Affiliation The Chinese University of Hong Kong / Northwest University / Lehigh / Massachusetts General Hospital / Kempner Institute, Harvard (project page)
First introduced 2026-04 (arXiv:2604.24696)
Lifecycle stages Experiment design, Analysis
Autonomy level Semi-autonomous
Domain focus Biology — neuroimaging (sMRI, fMRI, dMRI, EEG)
Availability Open source

Approach

NeuroClaw organizes capabilities into a three-layer skill hierarchy: a base layer of atomic operations (DICOM-to-NIfTI conversion, metadata validation, single-command execution); a subagent layer of tool skills wrapping FSL, FreeSurfer, fMRIPrep, modality skills for fMRI/sMRI/dMRI/EEG, model skills for phenotype prediction and statistical analysis, and dataset skills for ADNI, HCP Young Adult, and UK Biobank; and an interface layer that interprets intent, routes to subagents, and maintains workflow continuity.

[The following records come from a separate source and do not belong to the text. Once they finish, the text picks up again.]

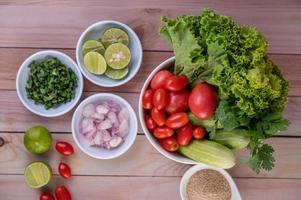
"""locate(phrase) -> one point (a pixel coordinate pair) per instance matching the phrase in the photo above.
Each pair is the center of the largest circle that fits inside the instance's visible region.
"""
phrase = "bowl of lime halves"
(109, 53)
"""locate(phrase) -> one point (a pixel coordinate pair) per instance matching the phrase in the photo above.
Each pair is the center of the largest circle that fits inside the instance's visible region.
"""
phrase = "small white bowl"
(95, 31)
(22, 77)
(97, 152)
(234, 190)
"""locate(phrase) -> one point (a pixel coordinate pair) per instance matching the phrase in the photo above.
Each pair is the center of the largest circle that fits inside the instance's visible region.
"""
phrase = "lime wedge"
(37, 174)
(115, 35)
(95, 63)
(118, 56)
(93, 45)
(116, 74)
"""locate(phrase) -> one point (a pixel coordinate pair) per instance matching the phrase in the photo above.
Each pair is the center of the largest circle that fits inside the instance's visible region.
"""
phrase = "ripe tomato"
(202, 101)
(169, 144)
(184, 135)
(46, 196)
(64, 148)
(62, 193)
(159, 79)
(150, 123)
(163, 132)
(178, 101)
(177, 120)
(160, 99)
(199, 133)
(64, 170)
(159, 116)
(147, 99)
(176, 83)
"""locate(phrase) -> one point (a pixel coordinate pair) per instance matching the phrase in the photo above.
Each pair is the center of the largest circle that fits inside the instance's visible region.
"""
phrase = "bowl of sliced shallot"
(104, 126)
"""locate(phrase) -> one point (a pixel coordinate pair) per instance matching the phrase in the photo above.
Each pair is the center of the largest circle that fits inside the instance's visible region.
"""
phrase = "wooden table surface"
(142, 173)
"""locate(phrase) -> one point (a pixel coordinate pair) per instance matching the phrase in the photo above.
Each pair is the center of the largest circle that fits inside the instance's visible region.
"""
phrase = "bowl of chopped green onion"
(49, 83)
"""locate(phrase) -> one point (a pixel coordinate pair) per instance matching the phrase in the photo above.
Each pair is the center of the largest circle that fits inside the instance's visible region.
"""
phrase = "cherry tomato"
(64, 148)
(184, 135)
(169, 144)
(62, 193)
(150, 123)
(160, 99)
(199, 133)
(46, 196)
(178, 101)
(176, 83)
(202, 101)
(147, 99)
(163, 132)
(159, 79)
(177, 120)
(64, 170)
(159, 116)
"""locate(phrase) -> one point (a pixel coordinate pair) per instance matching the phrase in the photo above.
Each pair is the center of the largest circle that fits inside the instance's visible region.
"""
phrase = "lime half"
(115, 35)
(37, 174)
(116, 74)
(95, 63)
(118, 56)
(93, 45)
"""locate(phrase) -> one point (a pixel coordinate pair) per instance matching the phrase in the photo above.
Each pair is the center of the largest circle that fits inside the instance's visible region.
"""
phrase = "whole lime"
(37, 139)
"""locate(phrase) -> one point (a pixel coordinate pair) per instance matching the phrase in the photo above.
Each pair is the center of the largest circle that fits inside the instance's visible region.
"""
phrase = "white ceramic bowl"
(95, 31)
(22, 77)
(101, 153)
(234, 190)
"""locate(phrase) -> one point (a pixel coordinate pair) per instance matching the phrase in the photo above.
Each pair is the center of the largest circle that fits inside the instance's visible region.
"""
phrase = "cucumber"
(209, 152)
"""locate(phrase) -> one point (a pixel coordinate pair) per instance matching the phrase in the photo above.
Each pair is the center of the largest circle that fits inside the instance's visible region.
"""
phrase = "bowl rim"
(99, 95)
(136, 38)
(50, 53)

Skill dependencies are a DAG, so multi-step plans are composed by traversal rather than re-interpreting a monolithic prompt.

The system works directly from raw multimodal neuroimaging data, conditioning planning on data organization, BIDS compliance, available modalities, and metadata. A reproducibility harness layers checkpointed execution, environment manifests, pinned Python / Docker environments, automated installers for neuroimaging toolchains, structured JSONL audit logs, expected-artifact / missing-file / NaN-Inf checks, and checksum-based artifact validation. Together these support a closed loop in which the agent proposes analysis actions from dataset semantics, executes tool-grounded steps, verifies artifacts and metrics, and revises subsequent actions.

Validation

Evaluated on NeuroBench, a system-level benchmark of 100 hand-curated neuroimaging tasks (T001–T100) spanning sMRI, fMRI, dMRI, EEG across ADNI and HCP Young Adult, organized into basic utilities, core pipelines, advanced analysis, and multimodal integration. Each task has a specification with expected output artifacts and checkpoints. A fixed GPT-5.4 judge scores planning completeness (P), tool/skill usage reasonableness (R), and command/code correctness (C); aggregate score is 0.30 P + 0.40 R + 0.30 C. Ten frontier multimodal LLMs were run with and without NeuroClaw skills.

Notable results

  • All ten base models improved when run inside NeuroClaw (average absolute gain +4.74 points on the 0–100 scale).
  • Claude-Opus-4.6 reached the top NeuroClaw score of 72.10% (no-skills 69.12%); Claude-Sonnet-4.6 70.39% (+5.02); GPT-5.4 67.69% (+3.12).
  • Largest absolute gains on weaker base models: MiniMax-M2.7 +12.97 (normalized gain g = 0.1998) and Qwen3-plus +7.73 (g = 0.1558).

Primary paper

Wang, He, Peng et al., “NeuroClaw Technical Report: Closed-Loop Agentic AI for Executable and Reproducible Neuroimaging Research,” arXiv:2604.24696.

Other references

Code

Project homepage — release status per project page.